The electronic superhighway is becoming an ever more important forum for commerce, and states want a piece of the action. But just as American colonists resisted British attempts to tax paper and tea, American citizens should bar states from taxing online transactions.

An important battle over Internet taxation has been fought within the Advisory Commission on Electronic Commerce, created by Congress to study the issue.

In attempting to write its report, due in April, the commission was riven with acrimonious debate. Storefront retailers were determined to see their online competitors suffer under the heavy hand of government.

A majority of ACEC members voted to support extension by five years of the existing moratorium on new state taxes on the Internet, and elimination of the 3 percent federal excise tax on telephone services.

But advocates failed to reach the necessary super majority of 13 (out of 19) members necessary to make the recommendation official. The biggest fight occurred over ”nexus” issues, that is, when online retailers had a large enough physical presence in a state to warrant collection of sales taxes.

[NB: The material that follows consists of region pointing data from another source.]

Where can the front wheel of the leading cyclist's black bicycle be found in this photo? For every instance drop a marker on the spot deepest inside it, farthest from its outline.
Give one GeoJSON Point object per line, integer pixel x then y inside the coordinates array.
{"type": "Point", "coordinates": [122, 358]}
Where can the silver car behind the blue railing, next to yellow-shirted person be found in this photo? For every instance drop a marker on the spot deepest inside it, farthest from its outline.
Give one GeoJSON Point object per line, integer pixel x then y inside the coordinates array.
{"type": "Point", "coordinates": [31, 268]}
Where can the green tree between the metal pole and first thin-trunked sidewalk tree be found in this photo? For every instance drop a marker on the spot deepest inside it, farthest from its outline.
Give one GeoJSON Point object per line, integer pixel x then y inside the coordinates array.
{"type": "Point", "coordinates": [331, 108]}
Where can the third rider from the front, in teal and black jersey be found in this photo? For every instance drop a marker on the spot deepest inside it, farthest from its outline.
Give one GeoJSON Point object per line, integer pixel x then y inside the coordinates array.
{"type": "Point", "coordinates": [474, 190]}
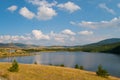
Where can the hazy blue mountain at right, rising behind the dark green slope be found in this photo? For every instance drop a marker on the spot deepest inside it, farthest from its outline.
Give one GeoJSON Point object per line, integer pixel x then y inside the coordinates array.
{"type": "Point", "coordinates": [105, 42]}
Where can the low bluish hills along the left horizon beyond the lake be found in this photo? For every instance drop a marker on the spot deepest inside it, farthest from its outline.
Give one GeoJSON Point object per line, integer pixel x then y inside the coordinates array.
{"type": "Point", "coordinates": [16, 45]}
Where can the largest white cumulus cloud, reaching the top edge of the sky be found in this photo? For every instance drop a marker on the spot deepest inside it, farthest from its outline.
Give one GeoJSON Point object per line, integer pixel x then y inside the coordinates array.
{"type": "Point", "coordinates": [45, 9]}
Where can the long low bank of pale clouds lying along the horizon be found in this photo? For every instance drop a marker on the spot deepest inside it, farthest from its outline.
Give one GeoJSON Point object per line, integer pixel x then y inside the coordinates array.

Lisa Cowell, executive director of the retailers’ lobby, the e‑Fairness Coalition, complained that business members of ACEC ”used their position on the ACEC to serve their corporate interests.”

ACEC member and Utah Gov. Mike Leavitt denounced the ”desire to create very special privileges for one type of retailing.”

Tax advocates like Cowell and Leavitt argue fairness, but the real issue is money.

Dallas Mayor Ron Kirk, another ACEC member, argued that online sales could cost states $20 billion a year and, that, of course, would mean a cut in important government services. He kept a fire truck on the commission table to symbolize that such services are real, not virtual.

But states have more than enough money to provide essential services: their revenues have been increasing more than 5 percent a year throughout the 1990s, and states ended 1998 with a collective $11 billion surplus.

Moreover, such services do not benefit e‑retailers, in contrast to local sellers, who are also able to vote on Kirk and Leavitt, and their programs.

Anyway, frivolous government outlays abound, and economic good times have encouraged states and localities to spend even more on unnecessary projects. That projected $20 billion ”loss” belongs in the hands of taxpayers, who today face the highest peacetime tax burden ever.

The concern of storefront retailers for fairness is understandable, but it would make more sense to simplify and reduce the existing tax burden than to extend today’s regulations to online sellers.

After all, these fears are not new: catalog sales were once believed to threaten neighborhood department stores. But local businesses survived. They will survive Web retailers.

In 1998, Internet sales ran just $5.6 billion, one-thirtieth of the $185 billion total for mail-order sales. The latter might sound like a lot, except in comparison to the $2.7 trillion total in retail sales.

Delivery charges aside, most people like to look at, touch, read, try on and feel the items that they are considering purchasing. Moreover, many people want the shirt or record right away. Lots of people simply like to shop. Surfing the Web is no substitute.

Anyway, just as competition among businesses is good, so is competition among states. Limiting the reach of grabby and greedy public officials gives citizens more options where to live, work and shop. Constraining political avarice ensures that citizens retain an opportunity to flee areas with excessive taxes.

The critical tactic, understood by America’s rebellious colonists, is to refuse government new sources of revenue. Once granted, such taxes will never be voluntarily surrendered by public officials.

A century ago, Washington imposed an excise tax on the newfangled telephone to fund the Spanish-American War. That exaction, which now costs more than $5 billion annually, is still with us.

The only circumstance under which Internet taxation could be justified is if government dropped a corresponding levy. Replace the federal income tax with a national sales tax? Then let’s talk about taxing the Net.

Are states willing to eliminate some taxes entirely, cut tax rates or accept constitutional tax limitations? Then let’s talk about applying sales taxes to the Internet. Until then, don’t call us, we’ll call you.

Computers and their various progeny, particularly the Internet, are transforming the economy. Their impact has been so great in part because they have developed relatively free of the government regulations and taxes that routinely hobble other businesses.

To protect their economic future, Americans must keep the electronic superhighway free of government roadblocks. Especially state attempts to turn it, like all other commerce, into a cash cow.